Prospects for US shale productivity gains

US Shale performance has been disappointing this year. Most international organisations have been revising down their 2020 US shale production forecasts. The downgrade reflects lower oil prices, lower rig counts, capital constraints, pipeline bottlenecks and a negative trend in well-productivity. After all, 2019 has been a punishing environment for any company to lower its production guidance, raise its capex or report an operational mishap.

One of the major factors behind the revision in forecasts has been a decline in well productivity. Many commentators have been eager to call a ‘peak’ in Permian productivity, or suggest that the basin is running out of resources. The reasons for this pessimism lie within the data: Based on reported numbers from the EIA, the implied 30-day production rate from new wells in the Permian basin has now fallen 20 percent year-on-year (YoY) to 610 b/d.
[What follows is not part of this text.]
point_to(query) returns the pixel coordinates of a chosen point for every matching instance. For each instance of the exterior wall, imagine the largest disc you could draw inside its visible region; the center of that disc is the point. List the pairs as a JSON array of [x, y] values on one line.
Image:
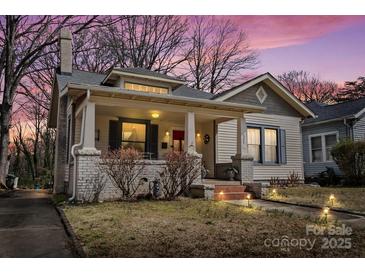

With an average 30-day IP-rate of 610 b/d and despite the fact that the Permian completed a vast 485 wells per month over the first half of 2019, the month-on-month growth has been slowing down markedly as compared to last year.

This recent performance has caused fears over the future of the US shale industry. Some worry that the best resources have now been produced and productivity has peaked. However, we find these conclusions are premature, as they are based on backward-looking, volatile data. By contrast, to provide forward-looking indicators, we have assessed the industry’s innovation across a longitudinal sample of 350 technical papers from summer-2019. Our methodology is very different from listening to the commentary on earnings calls, which tends to be backwards looking, very high-level, and shies away from technological innovations that are on the cusp of commercialisation. We believe the trends in US shale are still constructive. The quantity, quality, basin-focus, technical-focus and methodologies of these papers all imply continued productivity gains, not problems. The most exciting innovation areas are in enhanced oil recovery, digital instrumentation, machine learning, advanced modelling and overcoming parent-child issues. Therefore it is premature to discount the shale industry yet.